I’m using LED strip lights for a model I’m working on. The trouble is, they are too bright. You can buy dimmers for LED strips fairly cheaply, but they are overkill for my purposes – I’m only using a portion of the strip therefore the current is low and I want a small, non-bulky circuit that I can pack in neatly with the rest of the electronics.
LEDs are always on, or off, so dimming is done by switching them on an off very fast – PWM, or Pulse Width Modulation. I’ve noticed I’m very sensitive to the flicker rate on dimmed LEDs (low refresh rates can give me headaches), so another benefit of building my own dimming circuit would be to get a higher cycle rate than a purchased dimmer might offer.
The first step was to use the trusty Arduino to get the parameters for the pulse width and duty cycle, i.e. how often to refresh, and how long each pulse needs to be low to achieve the right amount of dimming. A quick bit of breadboard work and a little code told me that I needed a pulse width of 2ms or less and a duty cycle of <10%.

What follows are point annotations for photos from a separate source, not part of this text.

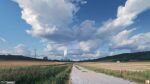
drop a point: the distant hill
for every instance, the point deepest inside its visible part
(138, 56)
(15, 57)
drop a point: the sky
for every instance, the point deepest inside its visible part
(83, 29)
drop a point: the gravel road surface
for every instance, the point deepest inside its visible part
(80, 75)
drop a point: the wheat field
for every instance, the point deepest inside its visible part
(128, 66)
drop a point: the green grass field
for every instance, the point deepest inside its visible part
(42, 74)
(134, 71)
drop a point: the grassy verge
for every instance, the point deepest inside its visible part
(53, 74)
(137, 76)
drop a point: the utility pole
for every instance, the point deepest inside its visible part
(35, 53)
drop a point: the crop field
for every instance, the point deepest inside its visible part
(28, 72)
(134, 71)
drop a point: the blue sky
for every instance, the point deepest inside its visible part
(86, 26)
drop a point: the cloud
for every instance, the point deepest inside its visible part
(2, 39)
(125, 17)
(50, 19)
(20, 49)
(138, 42)
(53, 21)
(89, 45)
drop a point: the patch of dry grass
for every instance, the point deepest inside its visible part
(134, 71)
(129, 66)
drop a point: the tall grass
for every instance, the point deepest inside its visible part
(53, 74)
(137, 76)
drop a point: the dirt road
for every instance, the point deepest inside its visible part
(81, 75)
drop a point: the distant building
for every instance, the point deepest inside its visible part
(45, 58)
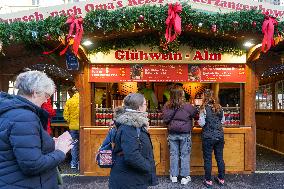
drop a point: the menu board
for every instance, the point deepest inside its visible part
(217, 73)
(167, 73)
(109, 73)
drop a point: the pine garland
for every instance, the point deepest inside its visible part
(104, 23)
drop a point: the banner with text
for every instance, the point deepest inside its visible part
(208, 73)
(143, 54)
(83, 7)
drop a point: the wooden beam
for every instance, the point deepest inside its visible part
(84, 88)
(249, 116)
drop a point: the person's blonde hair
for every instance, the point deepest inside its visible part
(177, 98)
(34, 81)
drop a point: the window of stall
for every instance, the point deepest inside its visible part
(263, 99)
(279, 86)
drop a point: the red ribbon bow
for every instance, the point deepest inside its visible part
(78, 23)
(268, 31)
(74, 22)
(173, 21)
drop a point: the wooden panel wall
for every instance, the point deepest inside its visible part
(270, 130)
(235, 152)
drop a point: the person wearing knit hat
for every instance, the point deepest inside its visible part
(211, 118)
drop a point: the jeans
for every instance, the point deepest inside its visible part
(180, 148)
(75, 150)
(208, 145)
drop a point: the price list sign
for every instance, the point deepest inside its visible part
(165, 72)
(223, 73)
(109, 73)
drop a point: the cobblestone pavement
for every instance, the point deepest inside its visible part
(266, 161)
(253, 181)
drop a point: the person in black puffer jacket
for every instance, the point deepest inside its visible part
(178, 116)
(28, 155)
(134, 165)
(211, 118)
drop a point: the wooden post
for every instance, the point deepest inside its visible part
(249, 117)
(84, 88)
(215, 88)
(4, 83)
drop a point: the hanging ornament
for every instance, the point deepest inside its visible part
(254, 24)
(141, 18)
(235, 24)
(34, 34)
(1, 46)
(173, 22)
(268, 32)
(99, 24)
(47, 36)
(214, 28)
(189, 27)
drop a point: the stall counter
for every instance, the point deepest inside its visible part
(236, 151)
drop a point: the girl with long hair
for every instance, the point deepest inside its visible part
(178, 116)
(211, 118)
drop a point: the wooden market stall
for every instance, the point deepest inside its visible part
(131, 52)
(103, 78)
(269, 101)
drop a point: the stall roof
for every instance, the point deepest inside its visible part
(273, 70)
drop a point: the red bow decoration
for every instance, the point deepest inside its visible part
(74, 22)
(78, 23)
(268, 31)
(173, 21)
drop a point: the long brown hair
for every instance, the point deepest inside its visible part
(176, 98)
(209, 99)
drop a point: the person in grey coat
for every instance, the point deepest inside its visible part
(178, 116)
(211, 118)
(134, 165)
(28, 155)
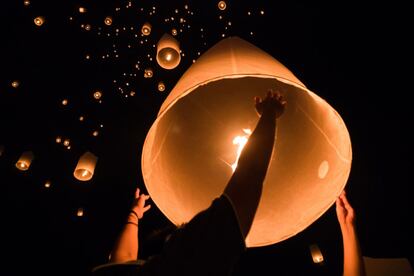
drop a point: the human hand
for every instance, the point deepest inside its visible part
(273, 103)
(344, 211)
(138, 206)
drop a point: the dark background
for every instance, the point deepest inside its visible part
(358, 58)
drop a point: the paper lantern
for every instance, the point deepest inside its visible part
(97, 95)
(66, 142)
(316, 253)
(39, 20)
(85, 167)
(189, 150)
(79, 213)
(168, 52)
(148, 73)
(108, 21)
(161, 86)
(222, 5)
(48, 183)
(15, 84)
(24, 161)
(146, 28)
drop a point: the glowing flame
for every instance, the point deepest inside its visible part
(241, 142)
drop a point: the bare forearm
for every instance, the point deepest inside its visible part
(245, 186)
(353, 262)
(126, 247)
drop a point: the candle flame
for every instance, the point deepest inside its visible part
(241, 142)
(84, 173)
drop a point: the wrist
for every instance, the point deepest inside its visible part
(133, 217)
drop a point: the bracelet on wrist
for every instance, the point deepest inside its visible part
(131, 222)
(135, 213)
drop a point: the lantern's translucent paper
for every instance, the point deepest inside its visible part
(188, 152)
(86, 166)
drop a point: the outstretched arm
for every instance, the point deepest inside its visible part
(353, 262)
(126, 247)
(245, 186)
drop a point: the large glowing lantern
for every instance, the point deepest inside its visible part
(190, 149)
(168, 52)
(86, 166)
(25, 160)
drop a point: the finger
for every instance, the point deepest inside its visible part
(345, 200)
(269, 93)
(339, 203)
(146, 208)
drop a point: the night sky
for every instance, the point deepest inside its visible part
(355, 57)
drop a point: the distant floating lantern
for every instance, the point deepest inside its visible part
(146, 28)
(108, 21)
(161, 86)
(168, 52)
(39, 21)
(66, 142)
(86, 166)
(222, 5)
(97, 95)
(79, 213)
(148, 73)
(312, 154)
(48, 183)
(15, 84)
(316, 253)
(24, 161)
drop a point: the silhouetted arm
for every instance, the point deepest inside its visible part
(353, 262)
(126, 246)
(245, 186)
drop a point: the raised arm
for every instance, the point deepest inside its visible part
(353, 262)
(126, 246)
(245, 186)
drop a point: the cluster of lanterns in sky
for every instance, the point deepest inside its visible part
(84, 169)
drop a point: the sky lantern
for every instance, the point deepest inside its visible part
(161, 86)
(39, 21)
(146, 28)
(15, 84)
(86, 166)
(148, 73)
(222, 5)
(108, 21)
(168, 52)
(316, 253)
(191, 149)
(25, 160)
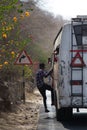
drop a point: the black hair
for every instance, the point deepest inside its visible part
(41, 65)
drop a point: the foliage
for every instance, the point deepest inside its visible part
(11, 42)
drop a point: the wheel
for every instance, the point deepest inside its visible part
(63, 114)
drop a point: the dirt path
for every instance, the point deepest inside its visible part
(25, 117)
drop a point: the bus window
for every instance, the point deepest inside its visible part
(81, 34)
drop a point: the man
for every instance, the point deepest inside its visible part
(42, 86)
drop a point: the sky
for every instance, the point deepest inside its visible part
(66, 8)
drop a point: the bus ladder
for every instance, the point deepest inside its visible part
(76, 67)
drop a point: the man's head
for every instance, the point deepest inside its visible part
(41, 65)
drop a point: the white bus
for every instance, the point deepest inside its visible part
(70, 67)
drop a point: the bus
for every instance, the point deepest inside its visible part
(70, 67)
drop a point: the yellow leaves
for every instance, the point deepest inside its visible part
(13, 54)
(1, 66)
(15, 19)
(6, 63)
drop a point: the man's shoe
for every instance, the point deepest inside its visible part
(47, 110)
(52, 104)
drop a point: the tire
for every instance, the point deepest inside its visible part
(64, 113)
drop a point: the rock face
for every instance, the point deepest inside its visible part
(5, 102)
(10, 94)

Armed with that, I designed a hardware circuit to mimic those outputs using a 555 timer IC in astable operation. Low duty cycles with a 555 need some special allowances in the circuit (a Schottky diode). LTSpice is great for mocking up circuits, to confirm the calculated component values and test the outputs by tweaking them:
R2 is the key component that controls the duty cycle (hence the amount of dimming). To allow for a bit of adjustment and leeway, I used a trimmer potentiometer for this so I could adjust it in-place on the model to account for varying ambient light conditions.
Finally, I added a current amplifier to the output to ensure the 555 was not drawing excessive current. A 2N222 transistor could supply 800mA – comfortably more than the 400mA for the meter length of LED strip.